Former Labor minister Kim Beazley told Sky News he found the interaction amusing. Flake suggested the focus on that exchange missed the bigger story.
“I can understand that that might have been deeply disconcerting for our former prime minister, now ambassador, but he wouldn’t know the ambassadors of individual countries and they wouldn’t have regular interactions other than an initial picture,” Flake said.
He argued the attention on Rudd “distracted attention from the real accomplishments on AUKUS and critical minerals.”
The success of the Australia-US meetings raises questions about whether Trump can replicate that outcome with China next week. Flake expressed skepticism, noting China has little incentive to help resolve the Ukraine-Russia conflict, one of Trump’s stated priorities.
“They benefit tremendously from keeping not just the United States, but Europe can focus on a different theatre away from their core interests here in the Indo-Pacific,” he said.
Trump’s public statements this week that China isn’t interested in invading Taiwan anytime soon also concerned analysts who worry such remarks could undermine decades of deterrence.
“We’ve now got 50, 60 years of deterrence that has worked. And one of the things that makes deterrence work is when you make it quite clear that there would be a cost to a Chinese invasion,” Flake said.
He warned Trump’s approach risks sending the wrong signal to Beijing. “One of the real fears is that President Trump’s approach to this issue, and in different ways projecting that he’s not worried about China, may in some respects lead to a miscalculation on the part of China. In other words, a deterioration of deterrence.”
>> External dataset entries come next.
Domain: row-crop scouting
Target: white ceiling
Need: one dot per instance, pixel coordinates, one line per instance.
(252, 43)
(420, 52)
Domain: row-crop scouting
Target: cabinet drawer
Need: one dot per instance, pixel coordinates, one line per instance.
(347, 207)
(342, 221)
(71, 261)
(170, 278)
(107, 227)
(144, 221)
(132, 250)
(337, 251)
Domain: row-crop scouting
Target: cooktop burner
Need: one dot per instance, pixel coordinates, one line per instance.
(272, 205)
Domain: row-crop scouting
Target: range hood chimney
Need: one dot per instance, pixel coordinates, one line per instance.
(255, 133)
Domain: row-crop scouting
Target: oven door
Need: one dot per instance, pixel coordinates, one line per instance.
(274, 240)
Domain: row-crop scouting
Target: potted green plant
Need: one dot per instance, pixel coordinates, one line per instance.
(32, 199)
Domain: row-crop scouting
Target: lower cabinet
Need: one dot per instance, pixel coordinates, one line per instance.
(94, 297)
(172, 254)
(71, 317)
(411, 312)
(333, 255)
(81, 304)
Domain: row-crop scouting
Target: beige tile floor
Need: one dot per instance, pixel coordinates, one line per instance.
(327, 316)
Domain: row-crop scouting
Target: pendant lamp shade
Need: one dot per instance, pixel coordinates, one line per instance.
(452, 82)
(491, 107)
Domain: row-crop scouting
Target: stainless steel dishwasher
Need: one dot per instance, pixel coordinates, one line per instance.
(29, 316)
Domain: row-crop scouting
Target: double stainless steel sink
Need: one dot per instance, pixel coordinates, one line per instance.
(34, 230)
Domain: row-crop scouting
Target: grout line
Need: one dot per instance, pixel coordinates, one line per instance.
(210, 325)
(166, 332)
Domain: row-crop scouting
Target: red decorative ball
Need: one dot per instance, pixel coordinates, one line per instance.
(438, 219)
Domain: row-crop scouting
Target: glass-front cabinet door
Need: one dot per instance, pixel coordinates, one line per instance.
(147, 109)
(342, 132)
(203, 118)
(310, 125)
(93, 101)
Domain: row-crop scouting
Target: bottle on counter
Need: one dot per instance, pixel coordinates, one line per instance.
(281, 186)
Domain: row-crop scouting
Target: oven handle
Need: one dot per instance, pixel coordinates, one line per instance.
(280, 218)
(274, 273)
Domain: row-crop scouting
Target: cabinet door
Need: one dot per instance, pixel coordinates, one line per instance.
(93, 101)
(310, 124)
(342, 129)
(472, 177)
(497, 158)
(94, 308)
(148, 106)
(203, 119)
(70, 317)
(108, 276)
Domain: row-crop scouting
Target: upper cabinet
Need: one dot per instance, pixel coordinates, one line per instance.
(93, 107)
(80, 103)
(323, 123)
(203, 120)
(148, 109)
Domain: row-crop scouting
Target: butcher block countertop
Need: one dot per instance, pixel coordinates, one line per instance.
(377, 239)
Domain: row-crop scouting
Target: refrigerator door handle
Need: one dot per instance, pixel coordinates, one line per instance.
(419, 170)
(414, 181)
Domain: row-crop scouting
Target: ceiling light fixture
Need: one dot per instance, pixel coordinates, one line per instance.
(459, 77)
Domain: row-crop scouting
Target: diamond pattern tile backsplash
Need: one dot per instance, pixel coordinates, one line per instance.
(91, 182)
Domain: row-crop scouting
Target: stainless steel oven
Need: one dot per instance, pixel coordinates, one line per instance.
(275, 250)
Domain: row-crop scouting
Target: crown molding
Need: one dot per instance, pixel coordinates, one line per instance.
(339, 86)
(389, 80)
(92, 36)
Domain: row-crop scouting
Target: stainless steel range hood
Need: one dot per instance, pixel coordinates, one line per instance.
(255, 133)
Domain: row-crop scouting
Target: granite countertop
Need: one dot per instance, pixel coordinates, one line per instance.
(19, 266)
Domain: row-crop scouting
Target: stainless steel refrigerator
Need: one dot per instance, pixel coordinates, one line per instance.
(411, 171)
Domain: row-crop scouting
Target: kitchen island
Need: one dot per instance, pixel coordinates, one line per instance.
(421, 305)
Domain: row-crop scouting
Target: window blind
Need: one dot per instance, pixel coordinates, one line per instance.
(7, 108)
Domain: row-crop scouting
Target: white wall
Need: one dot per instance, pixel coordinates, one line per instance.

China has fundamentally changed how it views the Taiwan issue in recent years, making the balance between avoiding provocation and maintaining credible deterrence more delicate.
“It’s a fine balance, right? You don’t want to be provocative, but on the other side, you don’t want to give a green light to the Chinese,” Flake said. “So there is a risk of conflicts, no question.”
The contrasting fortunes of Australia and China in their respective dealings with Trump reflect different starting positions. Australia brought valuable resources and favorable trade dynamics. China faces a US administration determined to rebalance economic ties and counter Beijing’s regional ambitions.
Whether Trump’s preference for making deals personally can overcome the fundamental differences between Washington and Beijing will become clear next week in Korea. For now, Australia stands as proof that success with this White House is possible when interests align and the groundwork is solid.
The critical minerals partnership and AUKUS confirmation give Australia concrete wins to build on. Implementation challenges remain, particularly on environmental approvals and workforce development for the minerals sector. But the diplomatic foundation is set.
China’s sharp reaction to the minerals deal suggests Beijing recognizes the strategic significance. By labeling it a loyalty pledge, China signals it views the partnership as more than economic cooperation. The contest for influence in the Indo-Pacific continues to intensify, with critical minerals emerging as a new front in that competition.